Friday, 17 July 2009

Stronger child gang networks pose fresh challenge to drop-in centre

Photo by: Holly pham
A view of traffic at the Poipet border crossing on July 9 (left). Children at the Damnok Toek drop-in centre, which has been operating in the border town for the past 10 years.

The night group consists of homeless and parentless [kids] who sleep around the markets...

The Phnom Penh Post
Friday, 17 July 2009
Cheang Sokha and Holly Pham

Damnok Toek has operated in the border town of Poipet, Banteay Meanchey, for a decade as street children have multiplied, along with the difficulty of weaning them from illicit activity


SINCE the drop-in centre Damnok Toek opened in Poipet 10 years ago, its staffers have observed a marked increase in the number of street children migrating to the border town, a population they say can be divided into two groups: those who wander the streets by day, and those who do so by night.

"The day kids are mostly ones whose parents travel to Thailand for business from dawn until dusk," said Yann Sam, a project coordinator at the centre. "The night group consists of homeless and parentless ones who sleep around the markets or in the casino area."

He added: "It's a lot more difficult to reach out to the ones that come at night. Most of them sniff glue or use drugs, and a lot of them are under 'Big Brother' management."

The term "'Big Brother' management", he said, was a reference to the gang networks to which many of the street children in Poipet belong. In most cases, he said, children turn over up to half of what they earn each day to their respective gangs in exchange for protection, food and drugs.

Yann Sam said there were roughly 850 Cambodian street children operating in and around Poipet. Other NGOs and local authorities said that figure was impossible to verify, particularly given the porous nature of the border crossing between Poipet and Aranyaprathet, Thailand.

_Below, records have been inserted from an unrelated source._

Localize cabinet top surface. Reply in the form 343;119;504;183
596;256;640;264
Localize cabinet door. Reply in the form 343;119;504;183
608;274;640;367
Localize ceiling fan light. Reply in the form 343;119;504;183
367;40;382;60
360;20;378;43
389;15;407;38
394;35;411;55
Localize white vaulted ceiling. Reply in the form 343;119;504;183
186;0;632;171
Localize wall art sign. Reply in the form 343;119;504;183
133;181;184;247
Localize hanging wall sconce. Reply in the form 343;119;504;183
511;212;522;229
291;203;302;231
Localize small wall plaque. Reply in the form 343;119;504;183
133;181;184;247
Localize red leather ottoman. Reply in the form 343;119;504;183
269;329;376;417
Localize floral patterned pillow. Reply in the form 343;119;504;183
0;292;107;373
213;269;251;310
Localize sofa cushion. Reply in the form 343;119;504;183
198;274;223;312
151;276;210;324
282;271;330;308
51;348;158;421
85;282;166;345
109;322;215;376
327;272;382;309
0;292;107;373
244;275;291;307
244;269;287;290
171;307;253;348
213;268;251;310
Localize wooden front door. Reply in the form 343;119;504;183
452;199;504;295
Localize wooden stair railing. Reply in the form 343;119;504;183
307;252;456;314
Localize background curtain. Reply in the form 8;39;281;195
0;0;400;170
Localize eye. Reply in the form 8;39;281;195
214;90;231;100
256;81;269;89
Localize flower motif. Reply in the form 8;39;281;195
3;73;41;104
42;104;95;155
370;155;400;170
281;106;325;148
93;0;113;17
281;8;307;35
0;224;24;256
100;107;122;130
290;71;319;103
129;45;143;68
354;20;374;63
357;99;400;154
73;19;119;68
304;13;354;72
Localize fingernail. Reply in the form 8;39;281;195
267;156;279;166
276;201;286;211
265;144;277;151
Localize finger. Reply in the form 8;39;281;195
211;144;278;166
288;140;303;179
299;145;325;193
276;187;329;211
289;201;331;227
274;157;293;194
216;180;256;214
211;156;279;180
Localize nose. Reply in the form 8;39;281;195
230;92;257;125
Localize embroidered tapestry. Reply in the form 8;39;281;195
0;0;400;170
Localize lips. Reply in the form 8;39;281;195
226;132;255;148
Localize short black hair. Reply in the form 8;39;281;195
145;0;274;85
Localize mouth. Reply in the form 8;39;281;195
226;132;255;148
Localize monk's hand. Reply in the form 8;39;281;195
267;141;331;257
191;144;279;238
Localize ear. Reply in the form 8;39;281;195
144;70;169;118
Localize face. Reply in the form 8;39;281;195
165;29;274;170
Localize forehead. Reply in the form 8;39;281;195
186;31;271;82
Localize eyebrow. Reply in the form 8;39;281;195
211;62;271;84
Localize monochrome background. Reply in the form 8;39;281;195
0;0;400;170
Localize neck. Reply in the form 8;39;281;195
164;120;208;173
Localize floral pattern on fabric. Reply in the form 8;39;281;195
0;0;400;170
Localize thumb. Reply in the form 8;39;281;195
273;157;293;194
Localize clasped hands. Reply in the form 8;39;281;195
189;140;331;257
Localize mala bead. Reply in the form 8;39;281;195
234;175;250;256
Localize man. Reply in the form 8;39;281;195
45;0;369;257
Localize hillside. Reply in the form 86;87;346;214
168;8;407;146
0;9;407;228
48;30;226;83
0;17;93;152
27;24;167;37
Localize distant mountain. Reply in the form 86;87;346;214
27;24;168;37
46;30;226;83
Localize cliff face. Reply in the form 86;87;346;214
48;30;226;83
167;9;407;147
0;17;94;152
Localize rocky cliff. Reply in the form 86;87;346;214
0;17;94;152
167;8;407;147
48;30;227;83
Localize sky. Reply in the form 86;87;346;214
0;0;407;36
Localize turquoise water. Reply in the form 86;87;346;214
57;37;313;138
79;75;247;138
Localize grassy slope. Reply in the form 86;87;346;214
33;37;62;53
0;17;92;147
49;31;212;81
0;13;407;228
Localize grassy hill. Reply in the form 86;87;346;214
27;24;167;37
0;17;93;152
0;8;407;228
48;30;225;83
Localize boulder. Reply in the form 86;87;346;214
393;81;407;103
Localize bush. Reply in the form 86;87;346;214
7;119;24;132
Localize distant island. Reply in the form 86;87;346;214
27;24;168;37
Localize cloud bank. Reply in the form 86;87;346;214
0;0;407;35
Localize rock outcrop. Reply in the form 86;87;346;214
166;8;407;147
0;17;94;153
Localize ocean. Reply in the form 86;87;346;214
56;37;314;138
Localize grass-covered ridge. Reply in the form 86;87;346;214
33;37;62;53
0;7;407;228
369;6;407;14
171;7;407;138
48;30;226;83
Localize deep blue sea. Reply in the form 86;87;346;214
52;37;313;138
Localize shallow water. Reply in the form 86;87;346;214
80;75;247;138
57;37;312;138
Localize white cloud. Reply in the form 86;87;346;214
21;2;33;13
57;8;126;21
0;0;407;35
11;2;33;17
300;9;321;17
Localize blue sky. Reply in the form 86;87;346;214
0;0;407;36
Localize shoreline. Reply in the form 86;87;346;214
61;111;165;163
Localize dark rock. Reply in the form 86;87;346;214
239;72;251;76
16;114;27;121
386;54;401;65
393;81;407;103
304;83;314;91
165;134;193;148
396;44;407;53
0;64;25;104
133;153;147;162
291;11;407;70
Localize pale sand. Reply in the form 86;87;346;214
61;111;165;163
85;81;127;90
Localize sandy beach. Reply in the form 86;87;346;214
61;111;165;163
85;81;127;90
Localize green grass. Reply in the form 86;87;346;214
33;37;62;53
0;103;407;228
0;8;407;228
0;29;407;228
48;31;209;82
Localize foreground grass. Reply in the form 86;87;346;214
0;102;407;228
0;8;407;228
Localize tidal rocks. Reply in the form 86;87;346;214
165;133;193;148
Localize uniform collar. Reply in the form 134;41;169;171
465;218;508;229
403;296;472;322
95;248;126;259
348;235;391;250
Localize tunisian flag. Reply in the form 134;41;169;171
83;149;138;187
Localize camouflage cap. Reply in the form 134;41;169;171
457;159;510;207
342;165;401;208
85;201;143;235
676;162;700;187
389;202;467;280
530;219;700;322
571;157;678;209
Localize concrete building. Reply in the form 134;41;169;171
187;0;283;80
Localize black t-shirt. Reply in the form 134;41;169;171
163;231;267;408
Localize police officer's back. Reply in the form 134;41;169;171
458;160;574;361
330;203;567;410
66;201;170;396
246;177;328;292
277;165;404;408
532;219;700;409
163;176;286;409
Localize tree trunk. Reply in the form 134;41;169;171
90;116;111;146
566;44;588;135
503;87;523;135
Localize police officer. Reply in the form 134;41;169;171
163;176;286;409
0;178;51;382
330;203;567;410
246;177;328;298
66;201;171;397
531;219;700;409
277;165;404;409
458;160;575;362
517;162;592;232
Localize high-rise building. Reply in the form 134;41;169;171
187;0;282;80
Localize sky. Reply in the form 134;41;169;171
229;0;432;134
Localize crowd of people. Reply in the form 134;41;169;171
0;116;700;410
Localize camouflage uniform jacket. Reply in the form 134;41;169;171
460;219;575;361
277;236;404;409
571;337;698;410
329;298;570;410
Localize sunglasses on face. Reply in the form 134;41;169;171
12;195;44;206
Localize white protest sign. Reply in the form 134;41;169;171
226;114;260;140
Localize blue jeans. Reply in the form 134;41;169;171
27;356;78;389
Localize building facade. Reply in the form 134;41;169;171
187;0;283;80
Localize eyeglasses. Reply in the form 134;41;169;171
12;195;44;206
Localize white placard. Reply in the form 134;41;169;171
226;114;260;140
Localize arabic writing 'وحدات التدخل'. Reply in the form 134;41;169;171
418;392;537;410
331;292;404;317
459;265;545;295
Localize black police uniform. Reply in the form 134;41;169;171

An estimated 200 to 300 Cambodian street children cross the border to work illegally in Thailand every day, Yann Sam said.

Sou Malai, representative director at Damnok Toek, said the increase in street children in Poipet had slowed in recent years, though he said outreach to the population had become even more difficult because gang ties had intensified.

"It's still very difficult to reach out to all of the street children because many of them are under gang protections," he said. "It's not easy bringing them to the centre."

Damnok Toek operates three different facilities in Poipet: a daycare near the town centre, a drop-in centre 100 metres away from the border and a rehabilitation centre roughly 7 kilometers outside Poipet.

Staff at the daycare centre are in some cases able to establish good relationships with the parents of the children who take advantage of its programming, which includes basic education - in the form of Khmer and math lessons - and games.

Ven Veasna, a social worker at the centre, said the programme there generally lasts from 7am to 11pm, adding that children are free to stay at the centre for as long as they want within that window of time.

Though the numbers vary, the centre attracts on average about 50 kids aged between 4 and 15 years during the day, Yann Sam said.

In contrast, only between eight and 10 children stay at the drop-in centre each night, a fact that he and other NGO workers in Poipet attributed to the nighttime lure of drug use, drawing children away from the centre and into the street.
Looking ahead
At the moment, Damnok Toek does not have any expansion plans that would require the construction of additional centres.

But Sou Malai said the group had recently formed a partnership with the Poipet Transit Centre, a re-education centre run by the Ministry of Social Affairs that specialises in serving trafficked women and children.